Unfortunately many doctors (especially Family Doctors/General Practitioners) have NO IDEA about asymptomatic shedding and the implications it has on your love life, so when you insist on anti-virals they look at you like you have two heads and many tell their patients “You are not having a lot of outbreaks so you don’t need the meds. Just don’t have sex during an outbreak and you will be ok” … UGH. SMH. I hear that from the newly diagnosed all too often. And I’m on a mission to re-educate doctors through Patient Preparedness 😉
When you are going to your Doctor, I suggest that you print out the Free Handouts and E-book on the Herpes Life website AND this website from the CDC …. ( I suggest the CDC site because they cannot dispute the writings of the Gov’t Health Agency…but they may dispute facts on a site like Herpes Life because many sites ARE inaccurate)
Highlight and Underline this part:
How do people get genital herpes?
Infections are transmitted through contact with lesions, mucosal surfaces, genital secretions, or oral secretions. HSV-1 and HSV-2 can also be shed from skin that looks normal. In persons with asymptomatic HSV-2 infections, genital HSV shedding occurs on 10% of days, and on most of those days the person has no signs or symptoms.

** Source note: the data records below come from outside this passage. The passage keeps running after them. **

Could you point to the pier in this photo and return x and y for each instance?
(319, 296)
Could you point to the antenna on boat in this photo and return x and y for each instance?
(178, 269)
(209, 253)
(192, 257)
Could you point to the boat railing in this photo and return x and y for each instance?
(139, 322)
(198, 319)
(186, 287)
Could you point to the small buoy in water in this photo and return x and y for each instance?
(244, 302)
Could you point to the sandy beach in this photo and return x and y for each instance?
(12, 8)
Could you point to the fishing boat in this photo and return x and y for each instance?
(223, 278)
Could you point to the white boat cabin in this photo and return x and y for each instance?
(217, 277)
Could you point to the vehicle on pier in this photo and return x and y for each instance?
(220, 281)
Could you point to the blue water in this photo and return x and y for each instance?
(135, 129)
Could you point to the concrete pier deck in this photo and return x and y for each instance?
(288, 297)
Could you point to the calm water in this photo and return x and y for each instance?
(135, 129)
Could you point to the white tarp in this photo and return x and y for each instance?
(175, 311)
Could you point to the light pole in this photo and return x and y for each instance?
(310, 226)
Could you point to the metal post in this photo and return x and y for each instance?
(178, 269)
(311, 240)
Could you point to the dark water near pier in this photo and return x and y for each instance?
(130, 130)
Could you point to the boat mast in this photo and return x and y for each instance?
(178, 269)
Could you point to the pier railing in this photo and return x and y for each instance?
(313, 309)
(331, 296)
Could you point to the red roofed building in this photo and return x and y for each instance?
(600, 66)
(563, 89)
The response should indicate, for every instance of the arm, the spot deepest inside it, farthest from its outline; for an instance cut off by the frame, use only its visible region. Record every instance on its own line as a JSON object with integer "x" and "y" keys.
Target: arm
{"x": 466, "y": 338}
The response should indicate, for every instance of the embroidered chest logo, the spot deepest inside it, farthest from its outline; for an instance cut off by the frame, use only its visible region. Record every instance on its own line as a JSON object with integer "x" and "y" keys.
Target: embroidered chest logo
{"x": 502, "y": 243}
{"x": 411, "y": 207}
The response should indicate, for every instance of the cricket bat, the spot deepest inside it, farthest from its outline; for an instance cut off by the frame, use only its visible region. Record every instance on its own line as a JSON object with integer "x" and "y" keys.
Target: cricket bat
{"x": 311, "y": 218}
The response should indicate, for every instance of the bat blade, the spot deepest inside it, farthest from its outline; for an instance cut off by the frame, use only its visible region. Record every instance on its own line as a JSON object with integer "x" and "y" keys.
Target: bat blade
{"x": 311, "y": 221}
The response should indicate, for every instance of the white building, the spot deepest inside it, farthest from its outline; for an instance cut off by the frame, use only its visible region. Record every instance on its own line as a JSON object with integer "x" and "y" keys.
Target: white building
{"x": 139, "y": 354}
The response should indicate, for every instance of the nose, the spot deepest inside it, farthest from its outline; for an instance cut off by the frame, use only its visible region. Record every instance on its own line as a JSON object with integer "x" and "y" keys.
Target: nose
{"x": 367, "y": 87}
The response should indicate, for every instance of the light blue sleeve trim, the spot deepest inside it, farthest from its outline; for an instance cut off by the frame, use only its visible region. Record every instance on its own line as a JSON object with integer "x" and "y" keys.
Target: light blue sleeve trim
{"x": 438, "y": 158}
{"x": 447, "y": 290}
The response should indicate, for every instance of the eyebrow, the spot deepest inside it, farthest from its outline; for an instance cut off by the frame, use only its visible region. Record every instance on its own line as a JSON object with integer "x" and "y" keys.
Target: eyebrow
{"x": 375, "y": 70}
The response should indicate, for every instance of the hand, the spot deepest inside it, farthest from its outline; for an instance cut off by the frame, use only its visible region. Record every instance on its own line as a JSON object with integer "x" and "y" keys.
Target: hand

Generally, a person can only get HSV-2 infection during sexual contact with someone who has a genital HSV-2 infection. Transmission most commonly occurs from an infected partner who does not have a visible sore and may not know that he or she is infected. 
You can also print out the Westover Heights Handbook for them…. if nothing else it’s a great resource for you. You certainly want to read all of these resources and get to know your information so that, if necessary, you can discuss it with your Doctor and possibly educate them.
With luck, they will take your information, do their own research, and in addition to getting the medication or testing that you are requesting, you will have done a service for all future H+ patients, and that is a beautiful thing!